Now imagine an Ethiopian coffee farmer who elects to purchase crop coverage for drought. Rain gauges distributed throughout the coverage region would be randomly sampled and the measurements fed into the oracle network. Those maintaining the oracle network are incentivized to report accurate data. Oracles reporting accurate measurements receive a share of the premia pool while those that don’t receive a fine—a sort of Pigovian tax. This is enforced via a majority consensus mechanism, where the minority’s report gets punished via slashing. When the coverage expires, the smart contract compares the oracles’ rainfall data to the terms necessary for payout to the farmer, draws down the investment pool, and issues claims accordingly. There is neither nuance nor delay. In any state of the world, the farmer can rest assured that his business runs and his family eats. This security enables the farmer to invest in productive equipment like plows and tractors. The farmer can then pledge the equipment for cash, invest in further production capacity and supercharge his earning potential. A virtuous cycle is unleashed. The insurance NFT catalyzes the process of capital accumulation and thus the specialization of labor.
Pushing the Frontier
NFTs will increase capital accumulation to the extent that they improve upon existing property systems. To improve such systems, the NFT must bring additional immutability, transparency, or both. Combining immutability and transparency ultimately entails a shared, single source of truth that economic agents can reason about. This expands the set of assets that may be fixed as productive capital, empowering risk-taking and unlocking economic activity.
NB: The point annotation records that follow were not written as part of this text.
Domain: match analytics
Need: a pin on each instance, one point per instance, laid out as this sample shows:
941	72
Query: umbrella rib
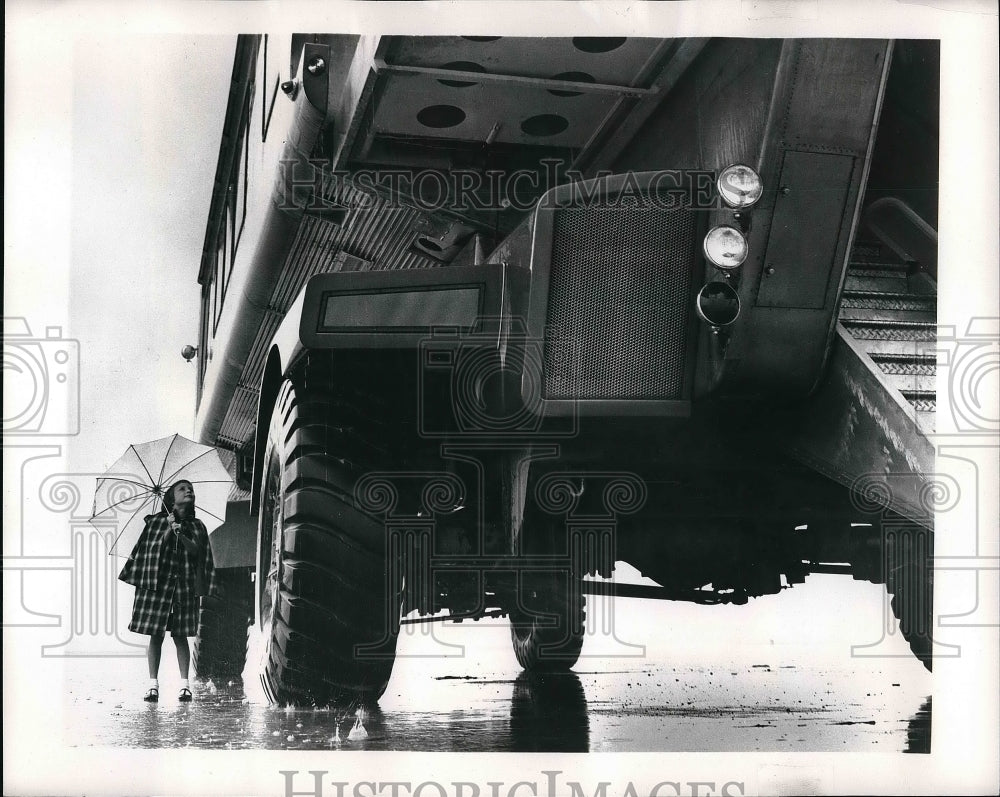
204	511
114	545
149	494
151	481
188	464
166	456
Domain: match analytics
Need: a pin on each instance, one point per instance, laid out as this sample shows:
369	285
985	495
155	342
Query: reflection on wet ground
660	678
918	732
529	713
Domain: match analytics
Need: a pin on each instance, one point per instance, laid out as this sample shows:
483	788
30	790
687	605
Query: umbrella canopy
135	485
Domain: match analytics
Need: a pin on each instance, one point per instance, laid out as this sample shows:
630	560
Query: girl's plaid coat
163	574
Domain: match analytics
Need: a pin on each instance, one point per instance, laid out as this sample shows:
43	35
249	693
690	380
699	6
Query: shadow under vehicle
482	316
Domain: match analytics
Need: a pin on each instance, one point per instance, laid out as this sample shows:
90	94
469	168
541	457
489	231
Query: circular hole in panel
428	243
544	124
598	44
718	304
439	116
461	66
573	77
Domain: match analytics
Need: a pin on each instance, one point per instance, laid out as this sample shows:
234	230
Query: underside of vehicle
509	311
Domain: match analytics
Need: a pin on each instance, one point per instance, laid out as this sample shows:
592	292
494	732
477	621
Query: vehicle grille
619	303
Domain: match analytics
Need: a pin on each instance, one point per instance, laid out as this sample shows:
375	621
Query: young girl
164	568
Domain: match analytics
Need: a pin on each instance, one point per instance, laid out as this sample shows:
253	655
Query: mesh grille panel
619	303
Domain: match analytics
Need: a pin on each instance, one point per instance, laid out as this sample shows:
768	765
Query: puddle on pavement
530	713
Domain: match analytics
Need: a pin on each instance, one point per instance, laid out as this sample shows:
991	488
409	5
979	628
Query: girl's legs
183	654
153	654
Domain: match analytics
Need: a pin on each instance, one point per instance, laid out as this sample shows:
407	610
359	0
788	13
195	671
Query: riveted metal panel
805	230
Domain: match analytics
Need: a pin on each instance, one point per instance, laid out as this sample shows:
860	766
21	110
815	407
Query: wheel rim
269	557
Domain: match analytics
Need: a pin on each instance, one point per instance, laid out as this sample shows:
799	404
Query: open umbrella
134	486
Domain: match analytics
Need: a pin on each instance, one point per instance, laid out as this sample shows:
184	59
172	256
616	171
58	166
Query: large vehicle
483	316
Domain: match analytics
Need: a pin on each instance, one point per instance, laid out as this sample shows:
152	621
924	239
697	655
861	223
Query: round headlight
725	246
739	186
718	304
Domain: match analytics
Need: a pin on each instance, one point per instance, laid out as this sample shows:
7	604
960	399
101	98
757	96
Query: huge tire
219	649
547	622
328	598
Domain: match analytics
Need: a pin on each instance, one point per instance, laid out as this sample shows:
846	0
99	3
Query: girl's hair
168	496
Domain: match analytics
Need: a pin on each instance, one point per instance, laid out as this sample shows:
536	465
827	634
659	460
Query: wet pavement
458	688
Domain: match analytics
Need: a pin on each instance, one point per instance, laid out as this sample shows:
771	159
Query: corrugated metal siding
373	230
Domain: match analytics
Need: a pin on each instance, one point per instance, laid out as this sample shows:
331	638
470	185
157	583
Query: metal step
869	315
895	326
899	348
879	329
885	300
876	283
912	383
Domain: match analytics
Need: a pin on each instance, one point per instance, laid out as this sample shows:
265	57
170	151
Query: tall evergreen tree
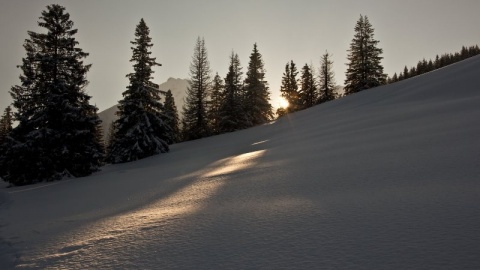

Many contemporary NFT applications fail to genuinely uphold immutability. Take Beeple’s “Everydays: The First 5000 Days” which sold for $69 million at Christie’s Auction House. While the digital deed is stored on a decentralized blockchain, the underlying asset it is meant to secure is hosted on a proprietary server. Thus while the underlying NFT is immutable, the digital file is not. But decentralized storage solutions do exist, so we can expect digital collectibles to migrate there, reconciling this fragility. Respect for NFTs will grow, charging digital capital accumulation.
The benefit of blockchains’ transparency is limited as the development of decentralized oracles is still nascent. Absent real-world data on blockchains, a world of tradeable NFTs remains unexplored. This is changing however. Take the recent integration of WorldWeatherOnline data into blockchain oracles.² This move will make a breadth of geographical, real-time weather data available to decentralized applications. NFTs like crop insurance coverage become possible. As broader sets of real-world data move on chain, the purview of NFTs expands. The set of capital permutations grows, emboldening entrepreneurs to explore new modes of creation.